Last Updated on May 7, 2015, by eNotes Editorial. Word Count: 582
In the preface to one of his works, Donn Byrne made the rather immodest claim that he was the last of the great Irish storytellers. Certainly the statement was an exaggeration, but it nevertheless accurately identified the author’s two main appeals: his gift for engaging the reader’s imagination through romantic and effectively told tales; and his ability to capture in his prose the spirit of the Irish people and the beauty of the land where he grew up. All of Byrne’s fiction, whether novels or short stories, reflects these two concerns and reveals the author’s preoccupation with Irish themes and love of his childhood home.

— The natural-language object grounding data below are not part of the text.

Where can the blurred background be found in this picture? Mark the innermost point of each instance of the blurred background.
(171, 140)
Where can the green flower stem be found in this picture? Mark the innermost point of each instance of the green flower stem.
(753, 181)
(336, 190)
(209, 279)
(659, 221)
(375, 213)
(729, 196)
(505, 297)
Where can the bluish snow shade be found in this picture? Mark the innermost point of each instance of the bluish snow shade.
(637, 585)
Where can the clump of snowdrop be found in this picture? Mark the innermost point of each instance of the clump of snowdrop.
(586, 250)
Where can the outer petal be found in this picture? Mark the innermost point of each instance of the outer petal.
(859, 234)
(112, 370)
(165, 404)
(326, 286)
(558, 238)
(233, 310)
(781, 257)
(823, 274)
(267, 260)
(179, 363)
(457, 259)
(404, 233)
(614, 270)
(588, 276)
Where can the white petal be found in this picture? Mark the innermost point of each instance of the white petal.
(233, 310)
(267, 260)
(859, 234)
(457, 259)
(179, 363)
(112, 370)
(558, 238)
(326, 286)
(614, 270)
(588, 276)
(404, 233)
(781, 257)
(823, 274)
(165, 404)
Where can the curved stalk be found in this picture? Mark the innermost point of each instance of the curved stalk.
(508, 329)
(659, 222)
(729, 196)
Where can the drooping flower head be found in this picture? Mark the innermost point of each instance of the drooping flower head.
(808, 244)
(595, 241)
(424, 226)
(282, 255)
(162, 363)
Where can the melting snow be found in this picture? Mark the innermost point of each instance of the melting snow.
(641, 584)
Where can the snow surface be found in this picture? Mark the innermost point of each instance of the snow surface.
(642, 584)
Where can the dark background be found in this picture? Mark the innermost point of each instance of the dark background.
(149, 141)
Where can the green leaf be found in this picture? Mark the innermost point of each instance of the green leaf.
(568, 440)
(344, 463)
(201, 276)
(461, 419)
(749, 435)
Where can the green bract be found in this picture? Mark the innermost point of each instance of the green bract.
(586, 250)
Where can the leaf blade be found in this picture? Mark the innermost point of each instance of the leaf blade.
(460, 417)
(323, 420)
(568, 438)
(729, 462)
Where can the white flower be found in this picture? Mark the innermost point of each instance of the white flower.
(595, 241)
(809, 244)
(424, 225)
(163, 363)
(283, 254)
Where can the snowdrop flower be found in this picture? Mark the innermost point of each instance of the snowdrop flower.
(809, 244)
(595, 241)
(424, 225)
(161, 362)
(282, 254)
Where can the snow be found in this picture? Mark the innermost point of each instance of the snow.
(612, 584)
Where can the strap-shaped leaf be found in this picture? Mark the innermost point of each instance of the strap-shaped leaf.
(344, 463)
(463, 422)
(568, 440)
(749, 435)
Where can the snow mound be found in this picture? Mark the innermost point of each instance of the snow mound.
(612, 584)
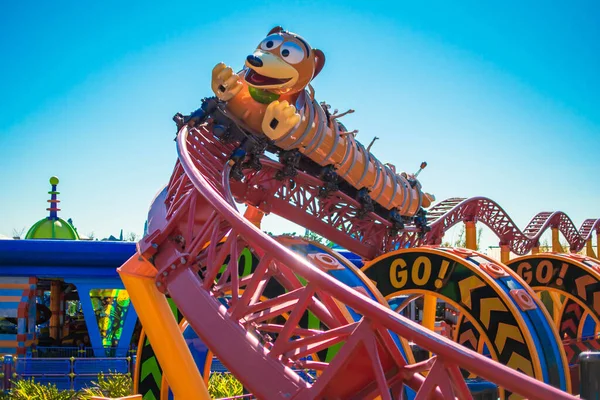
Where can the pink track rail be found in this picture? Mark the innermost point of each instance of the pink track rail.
(452, 211)
(203, 230)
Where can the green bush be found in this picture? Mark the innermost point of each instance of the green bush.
(28, 389)
(116, 385)
(224, 385)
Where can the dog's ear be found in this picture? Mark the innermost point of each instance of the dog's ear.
(277, 29)
(319, 61)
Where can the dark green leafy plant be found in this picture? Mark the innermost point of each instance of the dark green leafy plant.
(224, 385)
(28, 389)
(116, 385)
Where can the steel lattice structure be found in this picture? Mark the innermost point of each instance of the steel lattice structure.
(480, 209)
(202, 229)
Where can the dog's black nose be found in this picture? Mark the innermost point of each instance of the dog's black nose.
(254, 61)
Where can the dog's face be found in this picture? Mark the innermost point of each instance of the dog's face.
(283, 63)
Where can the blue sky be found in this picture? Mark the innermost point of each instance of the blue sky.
(502, 100)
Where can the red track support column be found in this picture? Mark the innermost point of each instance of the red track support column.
(504, 253)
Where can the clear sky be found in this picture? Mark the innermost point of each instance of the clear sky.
(502, 100)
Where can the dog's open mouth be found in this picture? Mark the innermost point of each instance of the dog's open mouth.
(256, 79)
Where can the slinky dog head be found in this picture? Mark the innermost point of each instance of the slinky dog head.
(283, 63)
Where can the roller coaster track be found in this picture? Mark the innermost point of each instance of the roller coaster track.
(202, 229)
(449, 212)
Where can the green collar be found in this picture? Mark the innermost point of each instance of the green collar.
(262, 96)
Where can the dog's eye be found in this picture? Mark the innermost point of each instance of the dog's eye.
(271, 42)
(292, 53)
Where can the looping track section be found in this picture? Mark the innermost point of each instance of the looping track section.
(452, 211)
(202, 228)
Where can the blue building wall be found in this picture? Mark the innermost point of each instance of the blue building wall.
(86, 264)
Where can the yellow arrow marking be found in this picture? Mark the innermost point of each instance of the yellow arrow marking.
(466, 286)
(506, 331)
(487, 306)
(518, 362)
(582, 283)
(468, 336)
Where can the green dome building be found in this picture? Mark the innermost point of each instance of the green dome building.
(52, 227)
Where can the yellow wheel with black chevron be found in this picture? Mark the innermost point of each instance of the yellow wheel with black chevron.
(573, 281)
(503, 313)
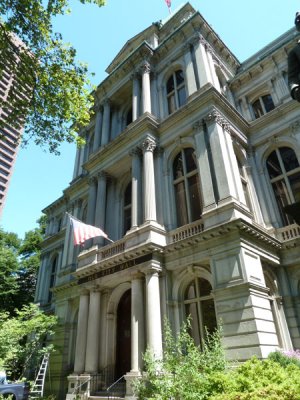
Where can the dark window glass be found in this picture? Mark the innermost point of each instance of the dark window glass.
(289, 158)
(273, 165)
(268, 102)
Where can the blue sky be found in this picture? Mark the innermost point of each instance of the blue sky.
(98, 34)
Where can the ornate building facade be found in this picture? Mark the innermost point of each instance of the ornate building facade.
(190, 162)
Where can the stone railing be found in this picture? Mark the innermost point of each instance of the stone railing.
(289, 232)
(185, 231)
(111, 250)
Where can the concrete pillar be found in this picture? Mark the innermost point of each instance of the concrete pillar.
(106, 123)
(204, 164)
(191, 85)
(146, 92)
(216, 126)
(98, 128)
(137, 323)
(92, 201)
(153, 312)
(135, 188)
(149, 145)
(93, 330)
(203, 69)
(136, 96)
(81, 338)
(101, 204)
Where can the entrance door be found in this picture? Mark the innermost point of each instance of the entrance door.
(123, 351)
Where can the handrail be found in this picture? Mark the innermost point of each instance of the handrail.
(81, 384)
(113, 384)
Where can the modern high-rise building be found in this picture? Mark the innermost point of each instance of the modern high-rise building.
(10, 133)
(190, 162)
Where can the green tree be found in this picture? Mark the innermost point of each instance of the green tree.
(19, 263)
(9, 246)
(184, 372)
(23, 338)
(55, 87)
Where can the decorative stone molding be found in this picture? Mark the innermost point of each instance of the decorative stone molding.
(149, 144)
(216, 116)
(295, 127)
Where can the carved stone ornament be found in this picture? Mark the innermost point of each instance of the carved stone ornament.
(216, 116)
(295, 127)
(149, 144)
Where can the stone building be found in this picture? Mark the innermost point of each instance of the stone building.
(190, 161)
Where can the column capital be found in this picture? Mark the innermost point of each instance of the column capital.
(145, 67)
(215, 116)
(136, 151)
(92, 180)
(102, 175)
(149, 144)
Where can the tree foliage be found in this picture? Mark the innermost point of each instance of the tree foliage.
(51, 88)
(19, 263)
(187, 372)
(22, 339)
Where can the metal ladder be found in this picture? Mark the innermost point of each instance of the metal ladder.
(38, 386)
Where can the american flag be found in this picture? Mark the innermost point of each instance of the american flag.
(83, 232)
(168, 2)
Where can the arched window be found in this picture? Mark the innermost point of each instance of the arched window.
(129, 117)
(186, 187)
(262, 105)
(127, 209)
(176, 93)
(53, 268)
(284, 173)
(199, 305)
(244, 181)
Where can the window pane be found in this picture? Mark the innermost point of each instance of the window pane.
(268, 102)
(170, 84)
(190, 292)
(282, 199)
(257, 109)
(171, 104)
(181, 96)
(191, 310)
(190, 159)
(181, 207)
(195, 199)
(178, 167)
(127, 195)
(209, 315)
(204, 287)
(289, 158)
(127, 219)
(295, 185)
(179, 77)
(273, 165)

DESTINY BAY was the first of a series of Byrne’s works that were published posthumously. In form, it is a collection of nine short stories that are unified by their common narrator, Kerry MacFarlane, who will inherit his uncle’s estate in Destiny Bay. The point of view of Kerry—a thinly disguised version of the author as a young man—gives consistency to the tales as does Byrne’s use of the same cast of characters throughout the book with a different character coming into prominence in each new story. The characterizations in DESTINY BAY are not deep, but they are colorful and memorable in their lovable eccentricities. Leading the cast is the protective, patriarchal figure of Uncle Valentine, with his red beard so huge that it covers his chest like a breastplate, and his blind sister Jenepher, who whistles birdcalls and “sees,” with her wisdom and kindliness, much more clearly than anyone around her. The minor characters are equally romantic and eccentric: Uncle Cosimo, driven to alcohol over love of a Chinese girl he has seen but never met; his faithful gypsy friend Anselo, who travels six years to find Cosimo a replacement for the “Fair Maid of Wu”; James Carabine the prizefighter, who is taken in by a scheming New York singer and left heartbroken; the Spanish Duke’s shy and elusive “grandson,” who turns out to be Ann-Dolly; and her eventual husband, the courtly and sensitive dreamer Jenico.

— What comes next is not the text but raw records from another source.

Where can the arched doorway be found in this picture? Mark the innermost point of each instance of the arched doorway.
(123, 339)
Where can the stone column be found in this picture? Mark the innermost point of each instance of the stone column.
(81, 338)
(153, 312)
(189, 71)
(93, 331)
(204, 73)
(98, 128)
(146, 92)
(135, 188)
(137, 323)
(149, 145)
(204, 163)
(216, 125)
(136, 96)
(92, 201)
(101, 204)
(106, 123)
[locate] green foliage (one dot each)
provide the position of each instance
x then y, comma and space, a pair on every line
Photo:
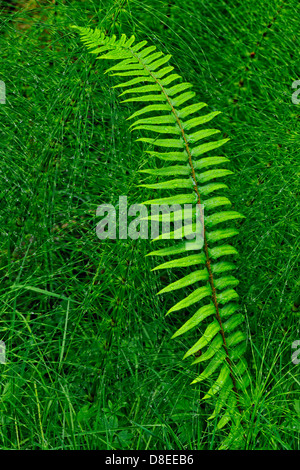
172, 120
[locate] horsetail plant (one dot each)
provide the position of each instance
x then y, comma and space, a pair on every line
163, 96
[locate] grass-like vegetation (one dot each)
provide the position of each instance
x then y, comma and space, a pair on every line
90, 363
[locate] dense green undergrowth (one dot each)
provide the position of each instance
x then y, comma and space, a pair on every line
90, 364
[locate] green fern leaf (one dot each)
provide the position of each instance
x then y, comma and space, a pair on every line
168, 118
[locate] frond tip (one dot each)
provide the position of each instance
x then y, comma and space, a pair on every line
176, 136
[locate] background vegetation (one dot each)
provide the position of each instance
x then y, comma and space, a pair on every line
90, 363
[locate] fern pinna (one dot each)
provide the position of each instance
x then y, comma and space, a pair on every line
167, 114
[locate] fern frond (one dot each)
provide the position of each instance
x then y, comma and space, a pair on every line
179, 140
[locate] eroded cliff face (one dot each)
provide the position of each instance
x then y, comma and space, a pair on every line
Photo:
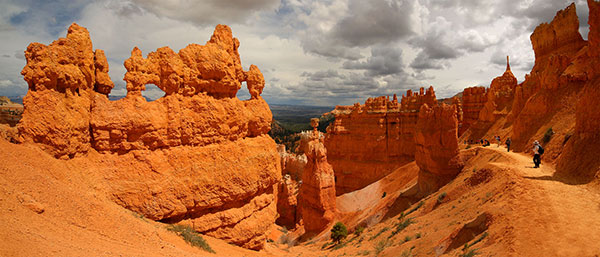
316, 198
473, 100
539, 97
367, 142
579, 162
198, 155
437, 153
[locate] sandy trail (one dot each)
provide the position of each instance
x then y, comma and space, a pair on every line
563, 219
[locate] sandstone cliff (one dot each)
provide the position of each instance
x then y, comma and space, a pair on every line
542, 104
316, 199
579, 162
198, 155
437, 153
367, 142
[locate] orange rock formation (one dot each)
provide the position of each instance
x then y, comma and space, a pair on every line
555, 46
473, 100
198, 155
367, 142
436, 140
316, 199
579, 163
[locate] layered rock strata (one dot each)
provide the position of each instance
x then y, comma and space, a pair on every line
579, 163
473, 100
198, 155
555, 46
367, 142
316, 199
436, 140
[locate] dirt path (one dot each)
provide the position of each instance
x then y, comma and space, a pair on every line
562, 219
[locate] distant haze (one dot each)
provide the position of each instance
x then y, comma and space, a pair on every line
311, 52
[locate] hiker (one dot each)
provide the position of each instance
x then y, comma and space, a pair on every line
537, 152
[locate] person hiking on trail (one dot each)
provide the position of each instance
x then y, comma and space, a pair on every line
537, 152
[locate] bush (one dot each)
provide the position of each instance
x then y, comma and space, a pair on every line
339, 232
380, 246
401, 226
567, 137
441, 197
547, 135
191, 236
359, 230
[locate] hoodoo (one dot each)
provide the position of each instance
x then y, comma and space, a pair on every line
316, 199
367, 142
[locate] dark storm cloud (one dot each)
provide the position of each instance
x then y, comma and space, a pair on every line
371, 22
42, 16
364, 24
207, 12
384, 60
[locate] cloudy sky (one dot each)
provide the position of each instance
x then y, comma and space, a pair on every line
311, 52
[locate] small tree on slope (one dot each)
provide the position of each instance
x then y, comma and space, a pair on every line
338, 232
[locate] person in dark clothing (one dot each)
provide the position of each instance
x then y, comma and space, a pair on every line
537, 160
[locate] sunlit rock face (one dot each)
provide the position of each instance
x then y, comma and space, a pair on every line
197, 155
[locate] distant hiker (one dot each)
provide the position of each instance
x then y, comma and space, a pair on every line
486, 143
537, 152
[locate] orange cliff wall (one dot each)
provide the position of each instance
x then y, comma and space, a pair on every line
541, 97
316, 197
197, 156
437, 153
579, 162
367, 142
473, 99
545, 99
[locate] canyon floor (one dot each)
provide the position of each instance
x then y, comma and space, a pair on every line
499, 204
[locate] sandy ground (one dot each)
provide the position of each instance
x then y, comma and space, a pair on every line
55, 208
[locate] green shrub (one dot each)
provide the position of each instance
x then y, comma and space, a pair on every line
401, 226
441, 197
381, 245
339, 232
379, 233
547, 135
364, 253
567, 137
421, 203
358, 230
192, 237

The incidents that form the plots of Byrne’s stories are as romantically improbable as his characters. Stories such as that of Ann-Dolly’s disguise as Don Anthony, Cosimo’s deliverance from drink and subsequent missionary work in London, and Uncle Valentine’s twelve-year correspondence with Aunt Jenepher under the name of her dead lover Digory, abound in DESTINY BAY, but what ties such scattered events as these together is the ever-present Irish background. The nostalgic mood and vivid setting is established early in the first tale, and this setting remains almost as tangible a presence as the characters themselves throughout the book. Although Destiny Bay is not on any map of Ireland, Byrne’s stories make it a real place, with its thirty square miles of territory on the North Sea, unvisited by any trade save that of the gypsies; with its sometimes gentle, sometimes ruthless coast, and its brown bogland studded with flowers and inhabited only by snipes and moor hens; with its tall mountains purple with heather and its tiny, ten-house village of Ballyfale.
When Byrne died in 1928 in an automobile accident, he was only thirty-nine years old. When one reads his lyrical descriptions, rich with Gaelic imagery and vivid scenes of natural beauty, one feels that if his talent falls far short of excellence, he nevertheless died with a great deal of his potential yet unrealized.